Logistic Regression Mixture Model

I’m trying to implement robust logistic regression fromchapter 10.5 of PML. The model is p(y|\mathbf{x}) = \pi Ber(y|0.5) + (1-\pi) Ber(y|\sigma(\mathbf{w}^\top\mathbf{x})) where \pi are the mixture weights drawn from a uniform distribution and the regression weights are drawn from a normal distribution with mean 0 and std 10.

The author has a pymc3 model here but trying to implement it with any other sampler but MH() blows up with numerical errors. Does it have to do with the logistic function?

using Turing, MCMCChains, StatsPlots, Random, StatsFuns
using RDatasets

iris = dataset("datasets", "iris")
select!(iris, :SepalLength, :Species)
filter!(row -> row[:Species] in ["setosa", "versicolor"], iris)
iris[!, :target] = iris[!, :Species] .!= "setosa"
select!(iris, :SepalLength, :target);

log_x = iris[!, :SepalLength]
log_y = iris[!, :target]
log_xoutliers = [4.2, 4.5, 4.0, 4.3, 4.2, 4.4]
log_youtliers = ones(length(log_xoutliers))

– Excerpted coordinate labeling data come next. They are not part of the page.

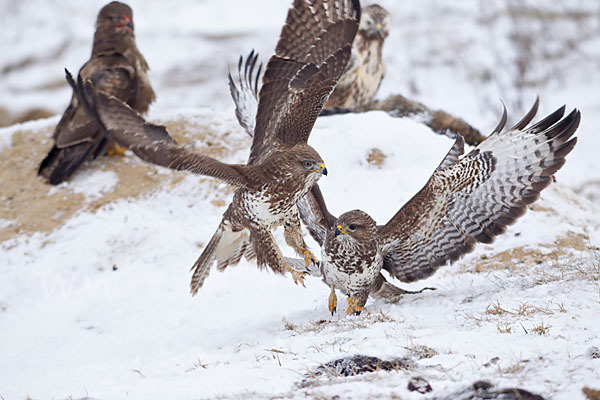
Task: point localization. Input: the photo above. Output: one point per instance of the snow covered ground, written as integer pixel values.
(99, 307)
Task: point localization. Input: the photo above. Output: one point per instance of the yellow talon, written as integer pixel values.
(353, 306)
(332, 301)
(309, 258)
(297, 276)
(117, 149)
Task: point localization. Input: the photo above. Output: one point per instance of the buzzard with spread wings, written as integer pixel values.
(116, 68)
(312, 52)
(469, 199)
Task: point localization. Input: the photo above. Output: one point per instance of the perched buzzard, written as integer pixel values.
(469, 199)
(312, 52)
(117, 68)
(366, 69)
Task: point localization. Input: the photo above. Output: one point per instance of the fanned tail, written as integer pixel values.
(226, 247)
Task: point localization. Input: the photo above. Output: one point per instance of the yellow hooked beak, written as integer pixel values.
(339, 230)
(321, 169)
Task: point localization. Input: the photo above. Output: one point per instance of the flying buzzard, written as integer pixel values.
(366, 69)
(117, 68)
(469, 199)
(312, 52)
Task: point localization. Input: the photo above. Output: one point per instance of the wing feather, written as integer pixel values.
(244, 91)
(313, 50)
(153, 143)
(475, 197)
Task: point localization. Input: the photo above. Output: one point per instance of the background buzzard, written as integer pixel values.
(117, 68)
(468, 199)
(312, 52)
(366, 69)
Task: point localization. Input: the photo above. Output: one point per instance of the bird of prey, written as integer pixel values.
(366, 69)
(311, 54)
(115, 67)
(358, 85)
(469, 199)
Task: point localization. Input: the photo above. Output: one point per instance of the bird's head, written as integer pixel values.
(115, 18)
(375, 22)
(355, 225)
(305, 161)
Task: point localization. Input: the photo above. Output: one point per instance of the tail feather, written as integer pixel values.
(61, 163)
(226, 247)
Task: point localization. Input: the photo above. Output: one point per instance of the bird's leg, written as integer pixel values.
(353, 306)
(294, 239)
(116, 149)
(309, 257)
(332, 301)
(297, 276)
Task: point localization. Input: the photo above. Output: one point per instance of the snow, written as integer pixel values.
(99, 308)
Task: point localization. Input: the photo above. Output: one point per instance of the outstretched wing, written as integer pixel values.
(473, 198)
(244, 91)
(312, 53)
(77, 135)
(153, 143)
(315, 215)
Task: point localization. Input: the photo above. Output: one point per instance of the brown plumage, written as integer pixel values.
(469, 199)
(355, 92)
(366, 68)
(116, 67)
(313, 50)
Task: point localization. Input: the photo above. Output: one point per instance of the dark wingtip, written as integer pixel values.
(528, 117)
(502, 121)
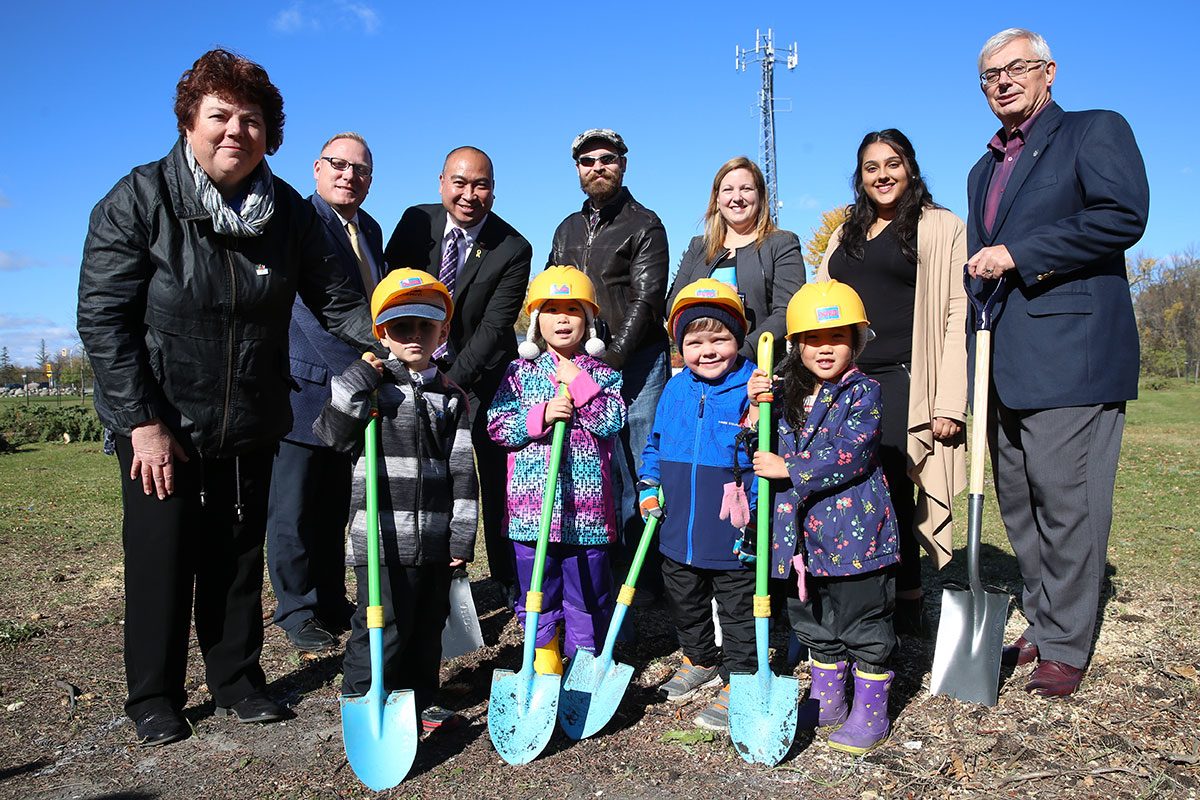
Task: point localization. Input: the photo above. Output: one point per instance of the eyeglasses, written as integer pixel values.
(1014, 68)
(591, 161)
(341, 164)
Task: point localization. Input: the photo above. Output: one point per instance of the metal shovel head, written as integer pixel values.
(970, 639)
(521, 713)
(461, 633)
(592, 692)
(763, 709)
(379, 737)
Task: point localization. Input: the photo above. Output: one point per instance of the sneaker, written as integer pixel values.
(311, 637)
(688, 680)
(439, 719)
(717, 715)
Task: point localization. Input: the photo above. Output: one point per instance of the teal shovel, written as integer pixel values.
(379, 734)
(594, 686)
(523, 705)
(763, 707)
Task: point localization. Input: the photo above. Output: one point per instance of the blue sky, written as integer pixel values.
(87, 92)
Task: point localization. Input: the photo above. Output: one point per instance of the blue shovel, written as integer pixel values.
(594, 686)
(523, 705)
(379, 735)
(763, 707)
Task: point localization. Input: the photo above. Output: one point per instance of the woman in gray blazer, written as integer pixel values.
(742, 246)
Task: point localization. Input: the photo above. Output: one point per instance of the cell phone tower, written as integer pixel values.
(765, 53)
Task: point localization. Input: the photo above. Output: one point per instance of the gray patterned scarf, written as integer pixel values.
(256, 209)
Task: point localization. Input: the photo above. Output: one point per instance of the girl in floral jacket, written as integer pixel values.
(833, 521)
(577, 579)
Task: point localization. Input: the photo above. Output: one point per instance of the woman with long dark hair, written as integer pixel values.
(904, 254)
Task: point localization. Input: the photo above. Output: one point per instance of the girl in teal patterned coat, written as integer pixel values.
(577, 582)
(833, 521)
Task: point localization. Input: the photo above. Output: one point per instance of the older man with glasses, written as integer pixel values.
(622, 246)
(310, 482)
(1055, 202)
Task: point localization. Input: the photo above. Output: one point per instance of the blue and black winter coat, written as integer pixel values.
(690, 452)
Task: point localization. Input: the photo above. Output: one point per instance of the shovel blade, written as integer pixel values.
(592, 692)
(521, 713)
(763, 710)
(381, 737)
(461, 633)
(970, 639)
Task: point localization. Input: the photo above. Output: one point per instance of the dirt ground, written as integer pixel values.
(1133, 732)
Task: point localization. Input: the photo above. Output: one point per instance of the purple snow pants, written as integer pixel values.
(576, 589)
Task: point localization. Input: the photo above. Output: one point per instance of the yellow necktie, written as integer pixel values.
(364, 266)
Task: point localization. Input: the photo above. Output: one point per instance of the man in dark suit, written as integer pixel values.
(1055, 203)
(310, 482)
(485, 264)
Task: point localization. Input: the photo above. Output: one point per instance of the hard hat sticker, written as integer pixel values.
(827, 313)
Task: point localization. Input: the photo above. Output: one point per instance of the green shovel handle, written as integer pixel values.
(547, 501)
(766, 358)
(370, 452)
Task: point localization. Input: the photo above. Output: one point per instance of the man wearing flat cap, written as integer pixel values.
(622, 246)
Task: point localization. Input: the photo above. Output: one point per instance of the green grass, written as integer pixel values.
(63, 400)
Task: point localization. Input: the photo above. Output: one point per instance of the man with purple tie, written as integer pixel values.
(484, 262)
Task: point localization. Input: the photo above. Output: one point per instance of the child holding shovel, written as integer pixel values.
(833, 494)
(690, 453)
(427, 512)
(577, 578)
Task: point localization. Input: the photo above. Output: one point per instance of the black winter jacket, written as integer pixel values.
(191, 326)
(627, 259)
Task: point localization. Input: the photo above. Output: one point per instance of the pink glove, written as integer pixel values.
(735, 506)
(802, 583)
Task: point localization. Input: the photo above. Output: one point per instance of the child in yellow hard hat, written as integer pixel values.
(690, 456)
(562, 349)
(427, 521)
(833, 524)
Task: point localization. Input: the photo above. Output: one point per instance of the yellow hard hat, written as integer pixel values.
(708, 292)
(421, 294)
(561, 283)
(827, 304)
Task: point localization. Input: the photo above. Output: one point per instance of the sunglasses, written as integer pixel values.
(591, 161)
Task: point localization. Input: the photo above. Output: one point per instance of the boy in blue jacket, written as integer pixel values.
(690, 455)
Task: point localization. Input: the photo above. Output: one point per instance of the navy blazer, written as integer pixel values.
(315, 354)
(487, 296)
(1078, 198)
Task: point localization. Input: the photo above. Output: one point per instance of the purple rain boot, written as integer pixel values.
(868, 725)
(829, 690)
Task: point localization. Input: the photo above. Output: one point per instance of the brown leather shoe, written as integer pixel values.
(1054, 679)
(1019, 653)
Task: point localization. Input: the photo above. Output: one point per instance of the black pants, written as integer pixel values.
(306, 535)
(415, 605)
(847, 617)
(493, 493)
(175, 545)
(894, 384)
(690, 591)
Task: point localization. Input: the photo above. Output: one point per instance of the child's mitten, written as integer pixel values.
(802, 583)
(735, 506)
(648, 500)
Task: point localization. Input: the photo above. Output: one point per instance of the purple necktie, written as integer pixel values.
(448, 274)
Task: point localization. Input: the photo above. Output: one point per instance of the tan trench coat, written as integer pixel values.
(939, 384)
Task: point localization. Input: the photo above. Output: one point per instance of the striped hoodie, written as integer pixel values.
(426, 463)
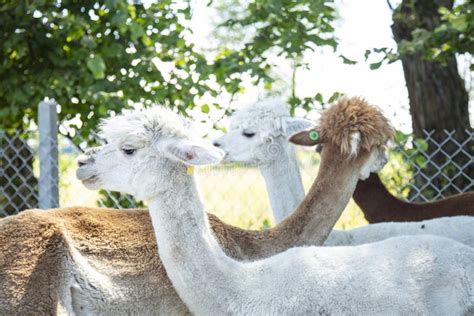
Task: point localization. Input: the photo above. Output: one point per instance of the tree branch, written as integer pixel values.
(390, 5)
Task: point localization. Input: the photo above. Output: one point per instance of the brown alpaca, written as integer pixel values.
(95, 261)
(379, 205)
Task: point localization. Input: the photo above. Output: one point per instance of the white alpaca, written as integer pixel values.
(148, 154)
(259, 134)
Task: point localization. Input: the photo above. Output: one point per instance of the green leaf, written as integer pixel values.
(205, 108)
(347, 61)
(375, 66)
(97, 66)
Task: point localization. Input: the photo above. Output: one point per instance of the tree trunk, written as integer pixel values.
(438, 99)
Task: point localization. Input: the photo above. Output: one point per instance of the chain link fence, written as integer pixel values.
(438, 165)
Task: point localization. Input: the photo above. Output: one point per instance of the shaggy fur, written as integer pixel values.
(379, 205)
(348, 117)
(406, 275)
(284, 185)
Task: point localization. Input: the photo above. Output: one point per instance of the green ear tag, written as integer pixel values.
(313, 135)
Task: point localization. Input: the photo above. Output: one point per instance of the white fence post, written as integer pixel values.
(48, 155)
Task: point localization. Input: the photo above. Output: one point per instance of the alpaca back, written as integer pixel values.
(424, 275)
(93, 260)
(32, 254)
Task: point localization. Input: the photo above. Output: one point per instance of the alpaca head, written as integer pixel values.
(259, 132)
(355, 129)
(144, 150)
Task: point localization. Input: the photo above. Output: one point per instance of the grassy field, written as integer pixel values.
(237, 195)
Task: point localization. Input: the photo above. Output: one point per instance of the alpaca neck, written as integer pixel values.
(284, 185)
(192, 256)
(314, 218)
(377, 204)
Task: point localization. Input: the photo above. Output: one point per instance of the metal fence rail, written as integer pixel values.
(37, 170)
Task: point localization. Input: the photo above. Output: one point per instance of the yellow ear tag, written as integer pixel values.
(190, 170)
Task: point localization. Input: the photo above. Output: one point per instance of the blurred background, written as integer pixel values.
(85, 60)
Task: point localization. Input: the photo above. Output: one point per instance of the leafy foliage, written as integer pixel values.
(454, 35)
(93, 58)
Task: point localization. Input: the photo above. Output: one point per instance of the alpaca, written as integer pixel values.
(149, 155)
(259, 135)
(379, 205)
(257, 131)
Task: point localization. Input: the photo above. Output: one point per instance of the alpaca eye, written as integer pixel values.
(128, 151)
(248, 134)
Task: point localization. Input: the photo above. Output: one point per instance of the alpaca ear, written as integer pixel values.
(194, 153)
(309, 137)
(296, 124)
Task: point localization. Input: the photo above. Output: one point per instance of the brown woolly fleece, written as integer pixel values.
(379, 205)
(95, 261)
(351, 115)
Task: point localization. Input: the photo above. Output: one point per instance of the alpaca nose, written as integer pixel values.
(86, 158)
(83, 160)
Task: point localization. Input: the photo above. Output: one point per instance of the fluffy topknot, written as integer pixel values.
(350, 116)
(144, 125)
(266, 116)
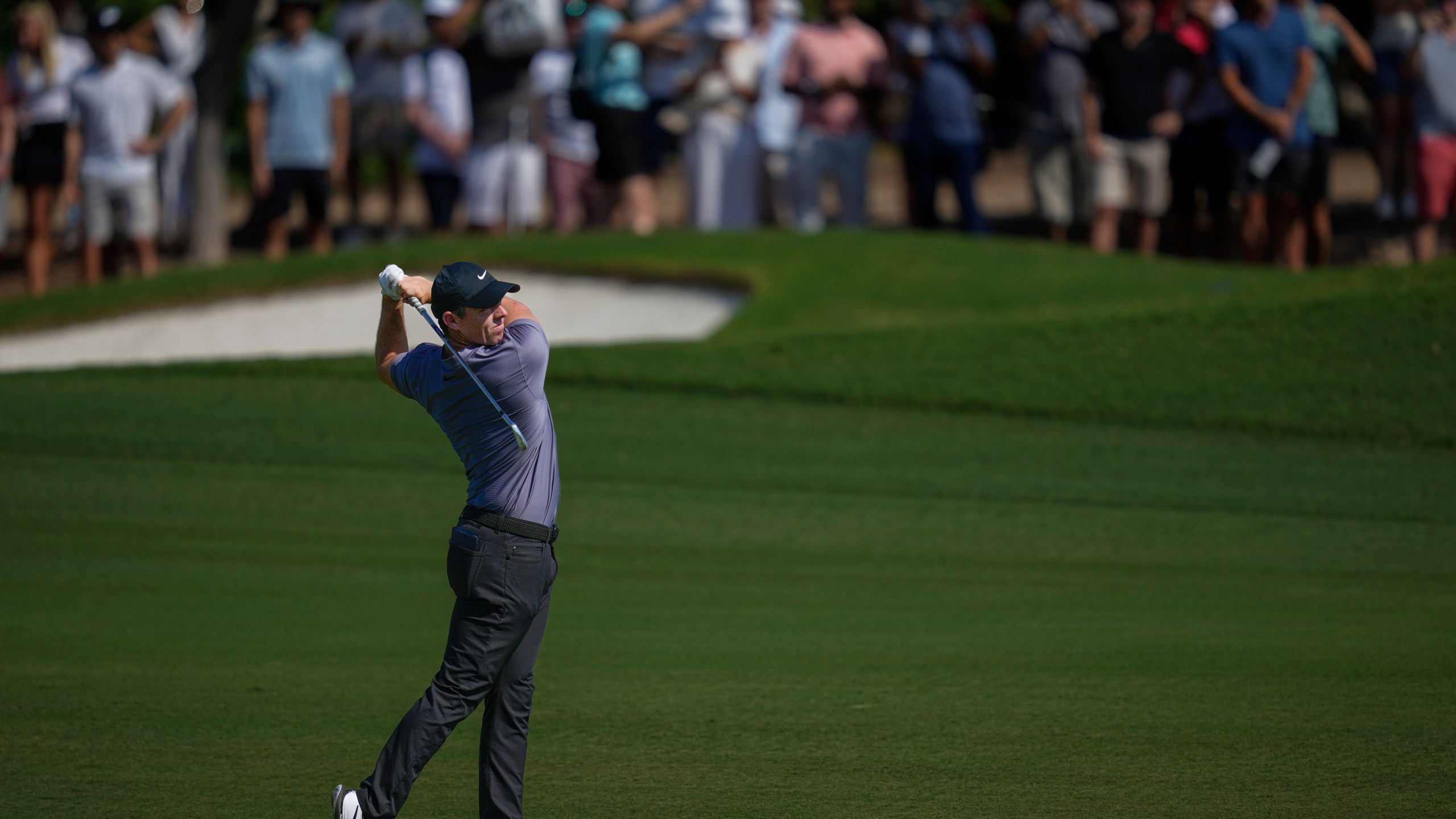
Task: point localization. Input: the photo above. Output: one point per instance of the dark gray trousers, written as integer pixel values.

log_x_train = [log_x; log_xoutliers]
log_y_train = [log_y; log_youtliers];

@model function robust_logreg(x, y)
    N = length(x)
    alpha ~ Normal(0, 10)
    beta ~ Normal(0, 10)
    
    mu  = alpha .+ beta .* x
    theta = logistic.(mu)
    
    pie ~ filldist(Beta(1, 1), N) # probability of contamination of outliers
    p = pie .* 0.5 .+ (1 .- pie) .* theta
    
    y .~ Bernoulli.(p)
end

roblog_model = robust_logreg(log_x_train, log_x_train)
roblog_chain = sample(roblog_model, HMC(0.05, 10), 1000)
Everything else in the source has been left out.